Since the disclosure of NSA surveillance programs, the companies have worked to demonstrate to customers that they do not give the government free rein over customer data. Many of them sued the federal government in the FISA court for the right to disclose aggregate data about the number of requests.
A settlement was reached and the aggregate disclosures began in February.
Silicon Valley have longed to release these secret FISA figures, no more so than in recent months following the Snowden disclosures. ZDNet spoke to a number of legal experts, lawyers, and academics in November, and the consensus was that they "don't know" precisely what would happen should these companies release the figures regardless of the restrictions.
"Nothing in FISA's text or legislative history suggests the Act prohibits a recipient of a FISA order from... disclosing the aggregate number of requests it has received." — Apple amicus brief, 2013
Any number of financial or custodial penalties could be applied to individuals known to be aware of FISA orders, according to Deborah Caldwell-Stone, deputy director for the Office of Intellectual Freedom at the American Library Association, who spoke to ZDNet last year.
"We don't have a factual basis to go off," she said, describing how experts could only speculate because the law itself does not specify what such penalties might be. However, at very least, violating a gag order would amount to contempt of court, she said.

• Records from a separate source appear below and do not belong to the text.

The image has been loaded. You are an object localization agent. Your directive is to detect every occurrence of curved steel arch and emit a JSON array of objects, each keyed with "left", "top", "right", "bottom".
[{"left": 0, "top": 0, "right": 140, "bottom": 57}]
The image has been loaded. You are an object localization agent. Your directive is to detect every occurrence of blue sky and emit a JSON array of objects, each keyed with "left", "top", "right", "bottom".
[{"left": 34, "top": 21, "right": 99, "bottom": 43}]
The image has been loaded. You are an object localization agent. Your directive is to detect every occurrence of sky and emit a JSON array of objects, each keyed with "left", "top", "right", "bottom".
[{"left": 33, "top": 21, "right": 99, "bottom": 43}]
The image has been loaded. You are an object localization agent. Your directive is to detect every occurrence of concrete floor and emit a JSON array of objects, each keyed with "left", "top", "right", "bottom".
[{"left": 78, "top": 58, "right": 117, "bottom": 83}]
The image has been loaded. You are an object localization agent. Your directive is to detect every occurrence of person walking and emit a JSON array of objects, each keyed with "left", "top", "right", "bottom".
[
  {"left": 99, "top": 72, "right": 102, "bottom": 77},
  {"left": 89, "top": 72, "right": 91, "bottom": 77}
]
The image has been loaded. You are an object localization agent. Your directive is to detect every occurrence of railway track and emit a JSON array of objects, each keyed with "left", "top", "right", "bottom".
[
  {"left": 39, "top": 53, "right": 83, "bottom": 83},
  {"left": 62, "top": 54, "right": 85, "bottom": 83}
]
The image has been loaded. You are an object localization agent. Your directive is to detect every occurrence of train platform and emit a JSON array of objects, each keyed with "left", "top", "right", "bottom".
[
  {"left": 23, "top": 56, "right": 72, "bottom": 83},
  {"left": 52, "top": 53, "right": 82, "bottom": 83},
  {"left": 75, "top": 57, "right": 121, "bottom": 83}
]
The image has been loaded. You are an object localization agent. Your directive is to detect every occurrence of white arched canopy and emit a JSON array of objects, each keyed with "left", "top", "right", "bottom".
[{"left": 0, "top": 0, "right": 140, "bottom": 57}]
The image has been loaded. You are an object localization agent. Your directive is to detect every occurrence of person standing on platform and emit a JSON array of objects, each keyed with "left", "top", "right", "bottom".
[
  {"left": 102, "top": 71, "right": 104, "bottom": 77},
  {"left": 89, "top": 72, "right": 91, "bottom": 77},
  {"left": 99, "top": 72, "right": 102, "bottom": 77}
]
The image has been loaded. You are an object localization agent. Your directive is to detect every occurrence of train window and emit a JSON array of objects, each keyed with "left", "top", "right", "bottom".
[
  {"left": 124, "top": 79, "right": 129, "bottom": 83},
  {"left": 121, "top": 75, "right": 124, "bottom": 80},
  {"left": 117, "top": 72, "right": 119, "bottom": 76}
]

However, if the company disclosed the contents of a FISA order, they would be prosecuted or penalized by the FBI in violation of those security clearance agreements, according to Patrick Toomey, a staff attorney at the American Civil Liberty Union's (ACLU) National Security Project.
The history of subpoenas shows that disclosure to the target of investigation was traditionally given and, in many cases, is inevitable if it requires the cooperation of the target. In the context of Internet records, the data is held by a third-party — the largest tech companies at issue — and courts have ruled that disclosure to the tech company was sufficient.

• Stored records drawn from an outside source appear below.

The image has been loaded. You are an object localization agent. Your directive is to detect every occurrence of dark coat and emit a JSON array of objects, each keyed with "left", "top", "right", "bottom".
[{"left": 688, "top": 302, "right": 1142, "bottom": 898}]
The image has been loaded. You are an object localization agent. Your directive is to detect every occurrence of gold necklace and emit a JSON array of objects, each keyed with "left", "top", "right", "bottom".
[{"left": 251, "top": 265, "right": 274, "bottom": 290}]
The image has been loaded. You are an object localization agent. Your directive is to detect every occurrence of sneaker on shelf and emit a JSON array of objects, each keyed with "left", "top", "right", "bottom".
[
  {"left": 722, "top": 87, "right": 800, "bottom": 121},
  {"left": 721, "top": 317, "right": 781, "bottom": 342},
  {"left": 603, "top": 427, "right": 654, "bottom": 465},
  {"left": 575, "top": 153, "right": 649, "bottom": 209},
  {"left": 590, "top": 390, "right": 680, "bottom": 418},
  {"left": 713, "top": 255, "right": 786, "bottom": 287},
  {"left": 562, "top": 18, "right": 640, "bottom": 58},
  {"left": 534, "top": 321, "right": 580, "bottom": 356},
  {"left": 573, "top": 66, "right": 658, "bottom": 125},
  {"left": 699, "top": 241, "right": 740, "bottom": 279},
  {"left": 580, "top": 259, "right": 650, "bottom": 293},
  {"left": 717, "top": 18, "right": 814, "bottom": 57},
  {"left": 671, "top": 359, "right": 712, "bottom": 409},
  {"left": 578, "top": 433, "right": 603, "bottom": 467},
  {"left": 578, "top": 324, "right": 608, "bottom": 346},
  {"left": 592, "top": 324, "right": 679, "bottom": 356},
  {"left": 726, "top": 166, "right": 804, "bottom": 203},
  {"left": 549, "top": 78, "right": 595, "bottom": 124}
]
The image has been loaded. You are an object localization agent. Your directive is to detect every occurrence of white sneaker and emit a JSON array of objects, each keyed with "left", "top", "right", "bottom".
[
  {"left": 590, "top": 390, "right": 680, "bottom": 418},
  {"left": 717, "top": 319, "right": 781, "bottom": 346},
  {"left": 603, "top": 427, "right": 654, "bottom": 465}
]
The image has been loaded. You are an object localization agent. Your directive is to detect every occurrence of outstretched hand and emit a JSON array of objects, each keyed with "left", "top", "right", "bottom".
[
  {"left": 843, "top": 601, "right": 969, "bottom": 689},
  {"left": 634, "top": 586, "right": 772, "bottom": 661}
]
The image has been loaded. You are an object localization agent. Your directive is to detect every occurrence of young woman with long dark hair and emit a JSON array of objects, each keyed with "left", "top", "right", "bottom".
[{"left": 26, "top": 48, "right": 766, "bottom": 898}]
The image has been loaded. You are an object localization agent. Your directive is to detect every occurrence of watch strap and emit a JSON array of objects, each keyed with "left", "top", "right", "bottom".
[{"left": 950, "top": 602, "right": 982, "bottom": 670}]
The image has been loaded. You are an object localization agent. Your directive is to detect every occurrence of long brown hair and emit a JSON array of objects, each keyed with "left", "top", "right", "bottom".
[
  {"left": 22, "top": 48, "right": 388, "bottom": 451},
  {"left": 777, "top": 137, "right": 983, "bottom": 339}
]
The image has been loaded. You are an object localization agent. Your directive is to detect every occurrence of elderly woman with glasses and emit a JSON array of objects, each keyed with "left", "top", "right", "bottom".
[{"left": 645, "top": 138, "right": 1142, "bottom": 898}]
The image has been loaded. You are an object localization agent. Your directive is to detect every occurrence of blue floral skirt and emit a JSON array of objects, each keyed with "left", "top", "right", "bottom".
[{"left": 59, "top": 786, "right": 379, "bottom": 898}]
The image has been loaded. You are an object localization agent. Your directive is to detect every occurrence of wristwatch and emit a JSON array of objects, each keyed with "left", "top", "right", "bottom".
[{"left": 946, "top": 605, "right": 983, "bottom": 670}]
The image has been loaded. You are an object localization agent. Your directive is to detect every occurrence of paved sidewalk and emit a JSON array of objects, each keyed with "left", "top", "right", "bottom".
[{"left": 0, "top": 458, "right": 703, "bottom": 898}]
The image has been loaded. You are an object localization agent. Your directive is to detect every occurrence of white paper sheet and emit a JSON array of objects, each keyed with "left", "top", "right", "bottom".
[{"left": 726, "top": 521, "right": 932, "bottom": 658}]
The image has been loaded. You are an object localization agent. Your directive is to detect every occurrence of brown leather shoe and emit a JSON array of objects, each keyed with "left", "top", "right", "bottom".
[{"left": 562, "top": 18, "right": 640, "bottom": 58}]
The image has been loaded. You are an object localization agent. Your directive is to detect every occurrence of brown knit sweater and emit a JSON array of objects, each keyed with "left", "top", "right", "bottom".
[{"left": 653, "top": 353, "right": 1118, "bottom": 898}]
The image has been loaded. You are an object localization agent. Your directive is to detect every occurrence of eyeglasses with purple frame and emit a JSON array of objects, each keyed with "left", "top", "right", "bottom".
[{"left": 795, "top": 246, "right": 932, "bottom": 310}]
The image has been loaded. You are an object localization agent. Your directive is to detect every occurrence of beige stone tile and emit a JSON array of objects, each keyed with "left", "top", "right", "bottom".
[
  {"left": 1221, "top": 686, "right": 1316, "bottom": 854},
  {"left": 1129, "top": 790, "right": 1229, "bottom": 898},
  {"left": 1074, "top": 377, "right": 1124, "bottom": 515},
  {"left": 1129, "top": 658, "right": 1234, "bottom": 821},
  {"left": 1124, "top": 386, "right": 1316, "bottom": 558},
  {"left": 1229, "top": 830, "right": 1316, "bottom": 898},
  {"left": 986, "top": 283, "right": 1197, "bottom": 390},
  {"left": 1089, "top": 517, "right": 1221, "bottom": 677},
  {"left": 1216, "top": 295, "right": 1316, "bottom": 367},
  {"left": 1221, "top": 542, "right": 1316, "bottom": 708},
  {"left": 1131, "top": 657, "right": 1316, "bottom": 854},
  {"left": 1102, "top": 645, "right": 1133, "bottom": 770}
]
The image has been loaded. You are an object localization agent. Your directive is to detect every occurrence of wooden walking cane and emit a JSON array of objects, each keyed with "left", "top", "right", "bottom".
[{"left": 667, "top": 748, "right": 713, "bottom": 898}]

But the tech companies have decided to assert customer rights in the face of such subpoenas. The Washington Post article gives no indication that the government is attempting to force the issue, and in fact the new policies have led many government entities to withdraw or hold back on requests.
Such unilateral action was considered by the companies during the dispute over releasing aggregate FISA request data. The legal implications of that act were unclear, but in that case the parties were operating under the authority of the FISA court. The subpoena requests happen at all levels of government. US magistrate judges, who hear requests by Federal authorities for user data, have also begun pushing back against many of them.
The EFF has periodically reported on the extent to which companies protect user privacy. The latest report shows Dropbox, LinkedIn, Sonic.net, SpiderOak and Twitter as telling users about data demands, with Google getting partial credit.
A new and updated report is due to be released later this month.